In small groups we have been talking about drawing closer to God and last week we posted a tip on getting closer to your kids. Here is another one from the guys at thesource4parents.com written by youth & parent ministry guru Mark Oestreicher. Check out this little preview and then head over to their blog for the full article:
...One of the practices we embrace in my family is storytelling around the dinner table. We have a no cell phones policy (which, these days, is less about taking phone calls than it is about texting or mobile Facebooking or other interruptions that take place just below the edge of the dinner table). We take turns telling low points and high points of our day. With each of these comes a story. We all learn about each others’ values, each others’ needs, each other's spiritual and emotional states. Often, a story of the day will bring out a “that reminds me of the story of that time…”, with a request or one family member or another to retell one of our arsenal of favorites.

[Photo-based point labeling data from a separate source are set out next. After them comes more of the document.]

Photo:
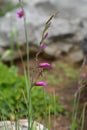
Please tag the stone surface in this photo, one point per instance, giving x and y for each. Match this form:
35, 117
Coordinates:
69, 25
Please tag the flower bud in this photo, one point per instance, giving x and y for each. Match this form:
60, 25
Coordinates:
43, 46
44, 65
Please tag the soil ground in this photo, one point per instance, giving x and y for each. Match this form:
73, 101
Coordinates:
65, 92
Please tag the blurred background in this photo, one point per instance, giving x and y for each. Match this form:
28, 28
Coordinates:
66, 33
64, 49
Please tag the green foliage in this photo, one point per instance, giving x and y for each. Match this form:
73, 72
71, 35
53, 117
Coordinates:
64, 74
13, 96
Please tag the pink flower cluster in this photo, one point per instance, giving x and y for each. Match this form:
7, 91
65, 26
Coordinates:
20, 13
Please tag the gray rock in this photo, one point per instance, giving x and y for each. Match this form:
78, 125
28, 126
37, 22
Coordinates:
69, 26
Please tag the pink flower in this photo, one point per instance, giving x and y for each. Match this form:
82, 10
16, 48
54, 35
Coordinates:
84, 75
43, 46
44, 65
20, 13
41, 83
45, 36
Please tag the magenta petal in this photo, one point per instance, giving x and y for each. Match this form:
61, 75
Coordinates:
40, 84
43, 65
20, 14
84, 75
43, 46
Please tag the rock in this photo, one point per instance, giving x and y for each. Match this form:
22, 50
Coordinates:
55, 50
69, 26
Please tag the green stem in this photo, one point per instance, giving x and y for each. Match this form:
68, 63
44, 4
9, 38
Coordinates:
28, 68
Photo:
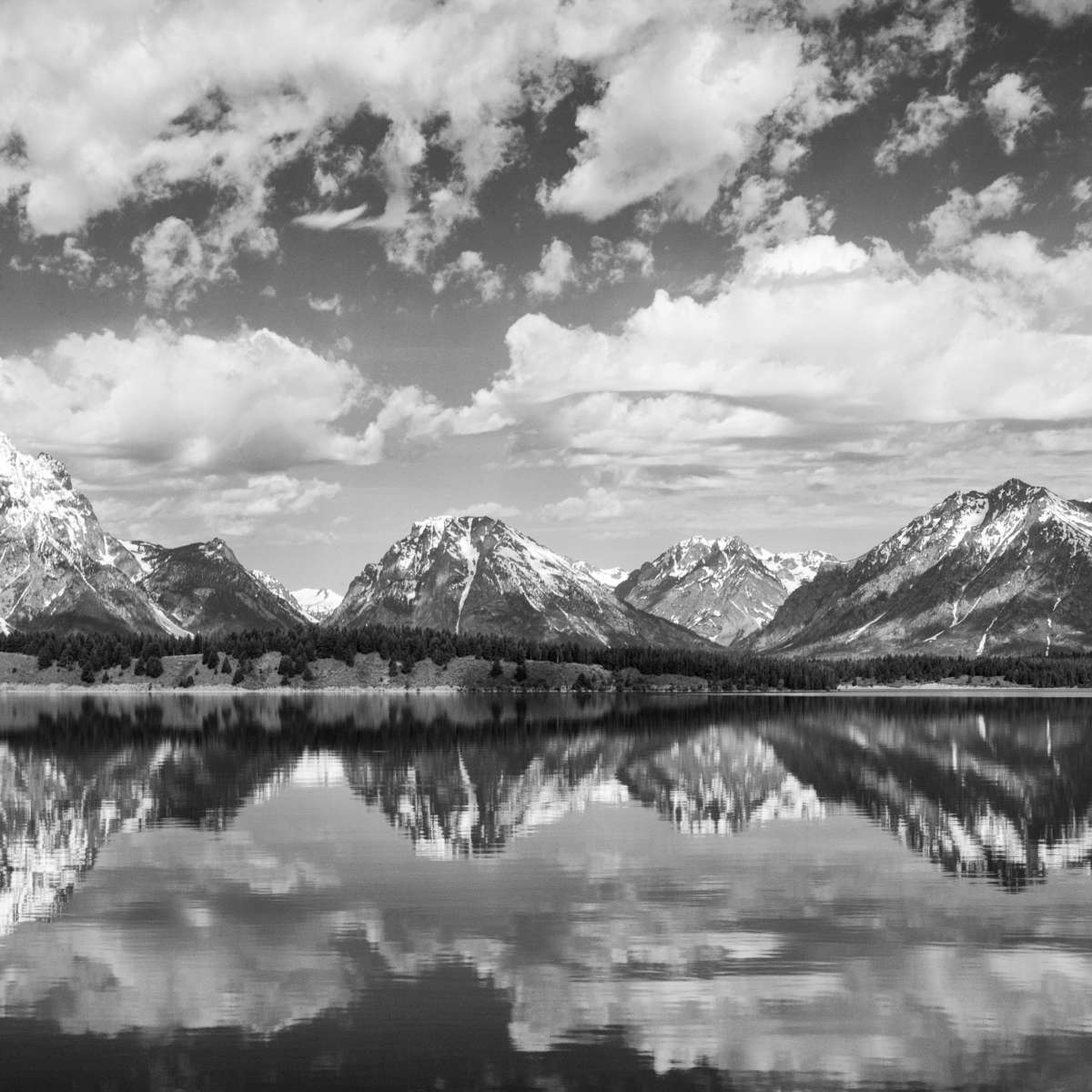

Here are some ideas for you to try:
Host intergenerational storytelling dinners. Instead of everyone bringing a dish to share, each person has to bring a story (or a few stories!) to share – real stories, not made-up stories. Give the categories ahead of time, just like you would for a potluck, and have them choose stories in 2 or 3 categories. Make sure you clear the date first with your teenager, because they’re who you really want there! Shoot for at least one person or couple from every generation. Allow for Q&A after each story.
Highs and Lows. Described above as a practice my family uses, have each family member, over a meal, share a story of a high point and a low point of their day. If you family is open to it, you can add an ancient prayer element to this practice by together noticing where God was present in both the high and low moments.
Letter writing. Yes, in these postmodern days, the art of writing snail mail seems almost ancient (especially to teenagers). But, particularly if your older relatives aren’t local to you, asking them to write out stories from their youth and young adult years can become family keepsakes.
Oral history recordings. Many teenagers are skilled at simple video editing. Challenge your teenager to interview grandparents and other older relatives (or, older people in your church) about what life was like when they were younger. Video the interview, and edit it into a short piece you can keep. Store them on YouTube and share them with other family members (or church members), inviting them to add more.